Poorly Defending Government Spending

The Dow rose about 40 points yesterday. Gold fell a few bucks. The dollar spent the day treading water. Nothing much to report there…

But what’s this? It appears that a $787 billion stimulus package ain’t what it used to be, at least according to the Congressional Budget Office. The government’s spending watchdog (yes, such a thing exists) estimates that, all in, President Obama’s stimulus package will end up costing $862 billion, a $75 billion blowout. How did this accounting error come to pass, readers want to know? In painfully predictable fashion, the feds drastically underestimated the cost of unemployment compensation.

Who could have guessed? Well, anyone and everyone, really. This is the same government, remember, whose vice president warned that unemployment might breach the 9.6% mark if the stimulus program was not implemented, pronto. That was before the bill was passed…and before “official” unemployment went to 10.2% anyway. Including those workers categorized as “discouraged” and the millions who have taken cutbacks in hours, the real figure is closer to 22%, just 3% shy of the peak rate during the first depression.

Vice President Biden, who for some reason is allowed to continue squawking about the issue, defended the stimulus measures in an interview on CBS’s “Early Show” yesterday – the first anniversary of the bill.

“We’ve only been halfway through the act,” Biden assured citizens. “The job-creating portions are really loaded at the second half here.”

Lest Americans realize they’ve been sold a moonshine plan in a Pinot Noir package, President Obama weighed in to defend the spending. “Our work is far from over,” the president stated in his White House address, “but we have rescued this economy from the worst of this crisis.”

How does the president know this? In short, he doesn’t. It’s a guess. And probably a very bad one. Nobody can know what cometh tomorrow, nor can anybody know what might have been. Of all people, President Obama ought to know this better than most. Last year, for instance, he committed more than $3.5 billion of stimulus money to projects that he now wants to cut. How’s that for foresight?

According to a USA Today review of stimulus spending: “The president’s budget released this month recommends getting rid of Army Corps of Engineers’ drinking-water projects, which got $200 million in stimulus funds, and a US Department of Agriculture flood-prevention program, which received $290 million from the stimulus.”

Why give billions of somebody else’s dollars to moribund projects?
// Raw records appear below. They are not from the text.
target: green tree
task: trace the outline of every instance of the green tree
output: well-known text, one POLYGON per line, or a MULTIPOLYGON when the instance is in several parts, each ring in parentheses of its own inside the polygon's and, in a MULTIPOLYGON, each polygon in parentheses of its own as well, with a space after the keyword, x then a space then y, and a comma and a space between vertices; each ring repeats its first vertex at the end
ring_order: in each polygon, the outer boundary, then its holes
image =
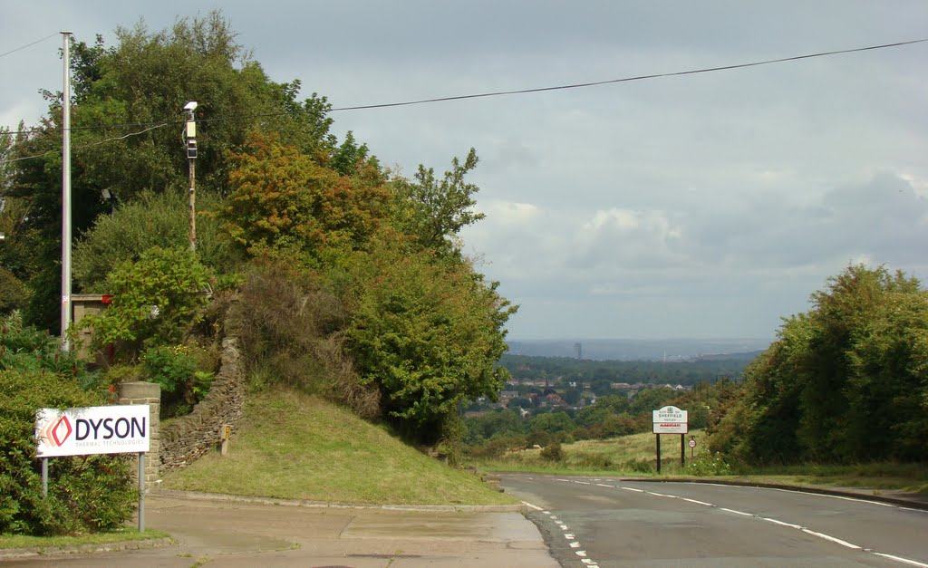
POLYGON ((412 180, 393 181, 398 196, 397 220, 400 228, 416 237, 419 244, 437 252, 456 250, 452 239, 465 226, 483 219, 476 213, 473 196, 480 188, 465 181, 469 172, 477 167, 473 148, 461 162, 451 161, 451 169, 438 179, 434 168, 419 165, 412 180))
POLYGON ((496 400, 508 373, 503 326, 515 309, 470 265, 381 245, 364 265, 346 330, 364 381, 408 434, 441 436, 458 405, 496 400))
POLYGON ((110 307, 81 320, 94 347, 122 342, 130 357, 142 345, 177 345, 202 316, 209 272, 189 249, 153 247, 110 274, 110 307))

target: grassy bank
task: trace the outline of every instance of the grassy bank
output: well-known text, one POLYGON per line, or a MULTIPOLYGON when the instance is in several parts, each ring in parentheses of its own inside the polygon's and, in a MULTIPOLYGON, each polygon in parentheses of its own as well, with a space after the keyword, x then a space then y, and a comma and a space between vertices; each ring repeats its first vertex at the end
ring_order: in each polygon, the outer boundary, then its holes
POLYGON ((347 410, 292 391, 250 395, 230 453, 207 455, 166 475, 162 486, 336 503, 517 502, 347 410))
POLYGON ((71 547, 85 547, 107 545, 135 540, 153 540, 168 538, 170 535, 163 531, 147 530, 139 533, 135 529, 126 528, 112 533, 96 533, 77 536, 26 536, 23 535, 0 535, 0 549, 61 549, 71 547))
MULTIPOLYGON (((705 433, 692 431, 697 446, 686 447, 688 464, 680 465, 678 435, 661 437, 662 477, 712 477, 721 480, 782 484, 799 486, 845 487, 867 492, 928 493, 928 464, 870 463, 847 465, 799 464, 746 468, 725 464, 705 450, 705 433)), ((564 474, 657 477, 654 434, 639 433, 612 440, 584 440, 561 445, 562 459, 546 459, 541 450, 510 451, 496 458, 474 459, 474 465, 494 471, 537 471, 564 474)))

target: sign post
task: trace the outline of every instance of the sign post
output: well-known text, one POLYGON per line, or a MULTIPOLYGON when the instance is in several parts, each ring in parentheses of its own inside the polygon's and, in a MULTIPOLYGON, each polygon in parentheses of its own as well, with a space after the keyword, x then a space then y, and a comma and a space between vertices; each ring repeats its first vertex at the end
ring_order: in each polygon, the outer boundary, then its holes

Well, because they are somebody else’s dollars, of course. As long as public servants’ salaries keep rising and Beltway budgets continue bloating, who cares about the somebody elses of the world? The obvious problem with spending other people’s money is that, before it’s yours, it’s theirs. Politicians can extort money from their own voters through taxation at home, but where does the rest of it come from? With falling tax receipts (thanks to high unemployment levels), the government must increasingly rely on foreign investors’ contributions to the “somebody elses’ money pie.” The government calls these fundraising fêtes “Treasury auctions.” Unfortunately, foreign somebodies, particularly those in China and Japan, are becoming less and less excited about sending money abroad to finance American drinking water and flood prevention projects.